When the lever 1115 pivots to open paired ring members 1123a, 1123b, the lever pulls the intermediate connector 1167 toward it (FIG. 88). The lever 1115 also pulls the free ends 1186b of the spring 1186 away from the closed end of the spring, creating a tension in the spring that tends to urge the lever 1115 back toward the upright position. When the lever 1115 pivots to close the ring members 1123a, 1123b, the intermediate connector 1167 is initially held substantially stationary by locking elements 1149 seated in the openings 1129a, 1129b, 1129c in the hinge plates 1127a, 1127b. As the lever 1115 continues to pivot, the lever moves relative to the intermediate connector 1167. The free ends 1167a of the intermediate connector 1167 slide toward the rearward end of the elongate openings 1116 in the upper arms 1126 of the lever 1115 (FIG. 90B). The intermediate connector 1167 pushes the free ends 1186b of the spring 1186 to the outward end of the elongate openings 1116 thereby tensioning the spring. Once the hinge plates 1127a, 1127b pivot over the locking elements 1149, the spring 1186 immediately pushes the intermediate connector 1167 inward and moves the travel bar 1145 and locking elements 1149 to the locked position.
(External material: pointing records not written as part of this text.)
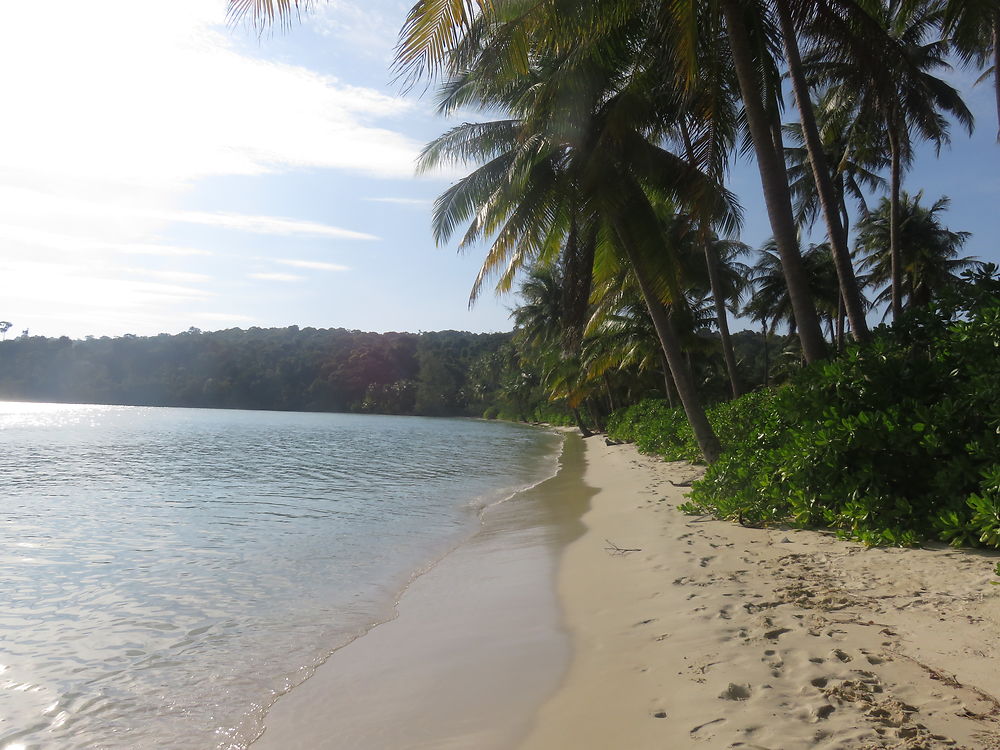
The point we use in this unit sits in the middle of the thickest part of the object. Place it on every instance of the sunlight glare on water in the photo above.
(168, 572)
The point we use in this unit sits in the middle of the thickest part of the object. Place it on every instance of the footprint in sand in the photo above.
(773, 635)
(735, 692)
(707, 724)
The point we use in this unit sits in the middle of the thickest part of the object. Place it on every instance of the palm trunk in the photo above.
(824, 183)
(607, 387)
(840, 324)
(774, 181)
(683, 382)
(670, 345)
(996, 65)
(712, 261)
(668, 381)
(767, 355)
(894, 249)
(579, 423)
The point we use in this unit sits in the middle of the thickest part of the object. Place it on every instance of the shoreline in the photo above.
(713, 635)
(629, 624)
(476, 644)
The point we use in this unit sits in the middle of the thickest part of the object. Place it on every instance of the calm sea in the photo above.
(166, 573)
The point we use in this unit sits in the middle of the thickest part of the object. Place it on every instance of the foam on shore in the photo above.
(477, 645)
(711, 635)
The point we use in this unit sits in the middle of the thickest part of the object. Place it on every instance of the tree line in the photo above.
(309, 369)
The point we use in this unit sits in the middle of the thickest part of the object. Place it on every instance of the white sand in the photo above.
(711, 635)
(718, 636)
(477, 645)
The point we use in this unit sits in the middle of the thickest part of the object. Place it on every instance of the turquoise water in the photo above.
(166, 573)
FIG. 91 illustrates a thirteenth embodiment of the ring binder mechanism 1201, which is substantially the same as the twelfth embodiment of FIGS. 85-90B. In this embodiment, however, a lever 1215 is shaped differently and is formed from a plastic material. The lever 1215 operates the mechanism 1201 to open and close ring members 1223a, 1223b in substantially the same manner as described above with respect to the lever 1115 of the previous ring binder mechanism 1101.
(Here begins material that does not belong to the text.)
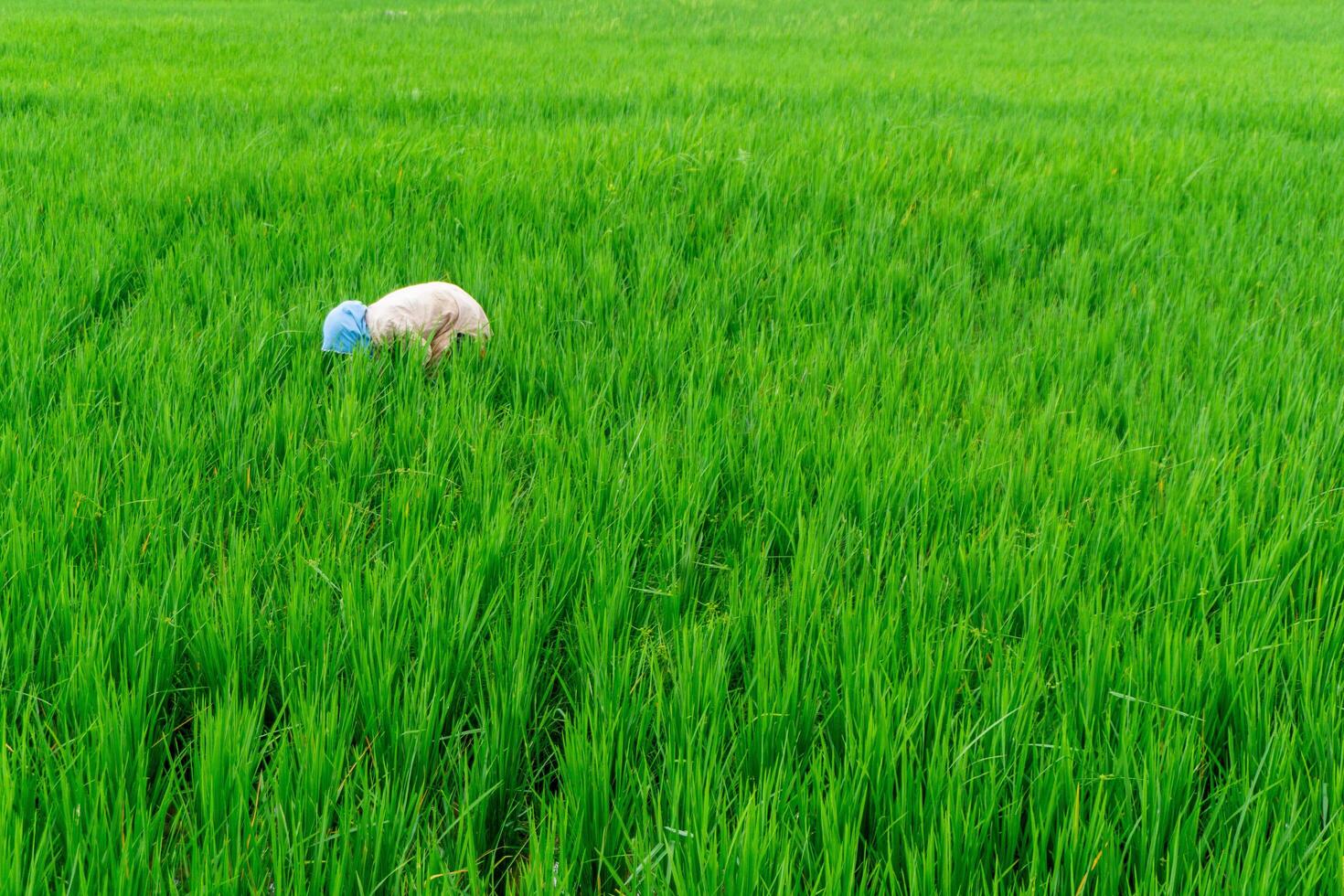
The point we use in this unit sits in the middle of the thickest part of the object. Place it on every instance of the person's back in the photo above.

Components of ring binder mechanisms of the embodiments described and illustrated herein are made of a suitable rigid material, such as a metal (e.g. steel). But mechanisms having components made of a nonmetallic material, specifically including a plastic, do not depart from the scope of this invention.
When introducing elements of the ring binder mechanisms herein, the articles “a”, “an”, “the” and “said” are intended to mean that there are one or more of the elements. The terms “comprising”, “including” and “having” and variations thereof are intended to be inclusive and mean that there may be additional elements other than the listed elements. Moreover, the use of “forward” and “rearward” and variations of these terms, or the use of other directional and orientation terms, is made for convenience, but does not require any particular orientation of the components.
As various changes could be made in the above without departing from the scope of the invention, it is intended that all matter contained in the above description and shown in the accompanying drawings shall be interpreted as illustrative and not in a limiting sense.